In partnership with MT Pharma America, MDA will host a July 12 webinar at 3 p.m. Eastern time that will provide ALS families with information about Radicava. MT Pharma will discuss Radicava’s development, as well as help to prepare families for when the drug will be available. At the end, there will be time for a Q&A session where participants will be asked to provide questions to the moderator via the webinar chat function.
The webinar is open to the first 500 callers (including those calling in with their computer). A recording will be available after July 12 on mda.org.
Instructions to join the webinar
- Click here to join the webinar.
- Click “Join Now” and allow the meeting time to load.
- After you log in, use the phone number, access code and attendee ID that pops up on your screen. You must have an attendee ID to attend.
Need to call in using your computer? Select the “call using computer” option and your speakers and microphone will be activated. If you don’t have a microphone, you can listen in and view the presentation and provide questions to the moderator via the chat function.
On May 5, the U.S. Food and Drug Administration (FDA) approved edaravone (brand name Radicava) for the treatment of ALS (amyotrophic lateral sclerosis). It’s the first drug to be granted FDA approval to treat ALS in the United States in more than 20 years.

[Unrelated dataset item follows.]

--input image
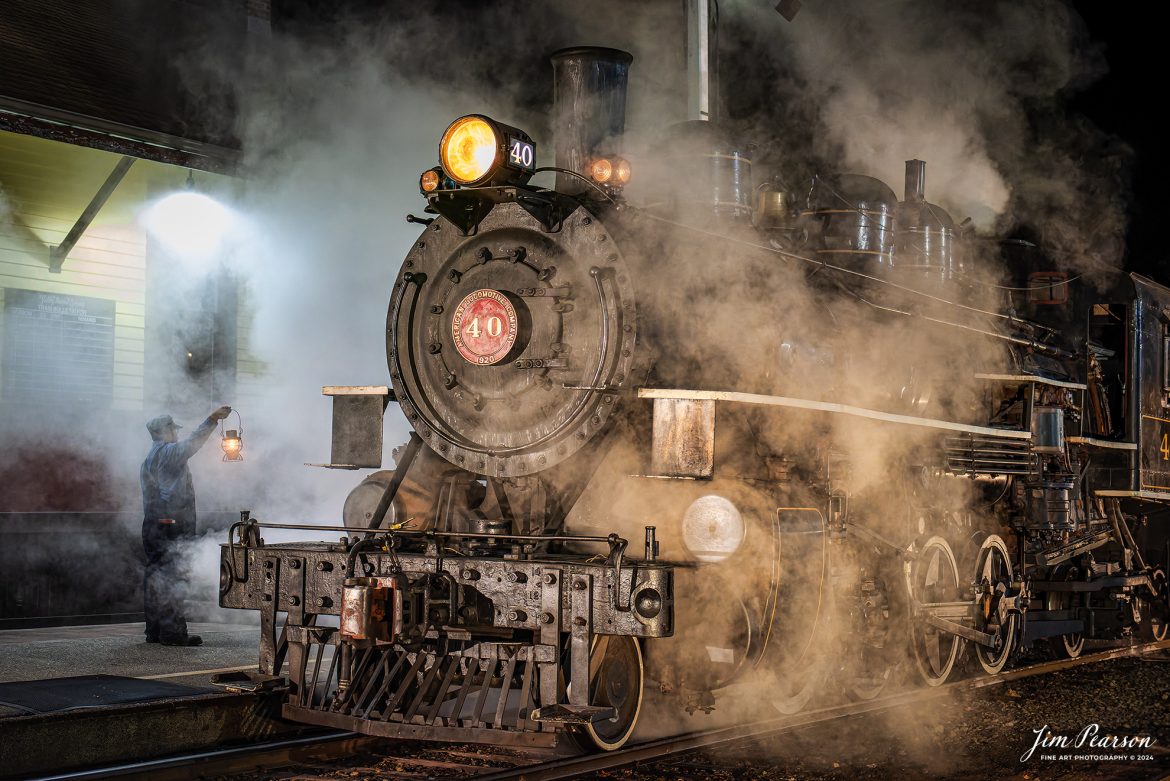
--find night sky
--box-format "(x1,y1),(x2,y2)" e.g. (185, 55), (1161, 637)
(1069, 0), (1170, 277)
(273, 0), (1170, 284)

Radicava is thought to work by relieving the effects of oxidative stress, which has been suspected to play a role in the death of nerve cells called motor neurons in people with ALS. (Oxidative stress is an imbalance between the production of free radicals and the ability of the body to counteract or detoxify their harmful effects with antioxidants.) Targeting this pathway could potentially preserve motor neuron health, which could in turn keep muscles functional for a longer period of time.